Tuesday, December 18, 2012

O Adonai

The memory of Oscar Wilde has been reduced to that of a flamboyant and defiant homosexual, a martyr for the cause. In reality, he was no such person. Like all similar ways of remembering, this is reductive (memory has a tendency to be reductive). It is perhaps one of the worst distortions of the time in which we live to reduce a person, any person, to her/his sexuality.

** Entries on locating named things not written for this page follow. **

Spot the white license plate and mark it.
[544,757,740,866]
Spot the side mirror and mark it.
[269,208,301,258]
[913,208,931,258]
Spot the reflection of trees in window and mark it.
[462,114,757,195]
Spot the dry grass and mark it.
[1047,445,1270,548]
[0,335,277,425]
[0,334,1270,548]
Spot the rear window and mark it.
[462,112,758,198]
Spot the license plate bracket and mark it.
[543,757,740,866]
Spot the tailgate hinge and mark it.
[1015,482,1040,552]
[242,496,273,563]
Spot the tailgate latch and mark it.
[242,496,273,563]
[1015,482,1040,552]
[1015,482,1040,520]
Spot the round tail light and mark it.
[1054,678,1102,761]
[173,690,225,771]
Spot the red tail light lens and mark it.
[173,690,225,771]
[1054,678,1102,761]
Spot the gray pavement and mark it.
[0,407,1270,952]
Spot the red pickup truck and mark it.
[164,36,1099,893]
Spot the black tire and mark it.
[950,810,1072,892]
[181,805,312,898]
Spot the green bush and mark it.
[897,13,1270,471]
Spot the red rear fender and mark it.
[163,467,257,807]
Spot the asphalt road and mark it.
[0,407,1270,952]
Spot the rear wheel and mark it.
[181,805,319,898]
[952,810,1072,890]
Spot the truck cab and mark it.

Wilde's stay in Reading gaol (jail), which was the result of his being convicted in May 1895, along with Alfred Taylor, of "gross indecency," was the occasion of the composition of one of his best-loved poems, The Ballad of Reading Gaol. In an on-line article, "The Long Conversion of Oscar Wilde," Andrew McCracken wrote:
The year 1898 saw the publication of The Ballad of Reading Gaol. Wilde's imprisonment and his alienation from friends and society are clearly at the root of this poem, but while the author's experiences were bitter, the poem is not. Gone are the arch aphorisms and mocking paradoxes of his earlier work; gone is the hopeless sense of sin that finds no redemption. The Ballad tells of the execution that Wilde witnessed at Reading Gaol, and conveys the inhuman isolation that the condemned man felt as he awaited his death. Here Wilde's latent Catholic sentiments reveal themselves unequivocally. The poem condemns the petty censoriousness and miserly justice of this world, but not from the pose of anti-bourgeois snobbery that might be expected of an artist, nor in a fit of vindictiveness over society's harsh treatment of the author. Rather, he returns to a tone that he used to good effect in his fairy tales for children, one of compassion:


"Ah! Happy they whose hearts can break And peace of pardon win! How else may man make straight his plan And cleanse his soul from Sin? How else but through a broken heart May Lord Christ enter in?"

It was also Wilde who pithily observed, "The only difference between the saint and the sinner is that every saint has a past and every sinner has a future." Advent is that time when we joyfully anticipate that future.

The above seems to me to be a fitting reflection for our O Antiphon for today, the second of seven, O Adonai:

O Adonai and Ruler of the House of Israel, you appeared to Moses in the fire of the burning bush and on Mount Sinai gave him your law. Come, and with outstretched arm redeem us.

The Scripture passages that form this antiphon are Exodus 3:2 and Exodus 6:6.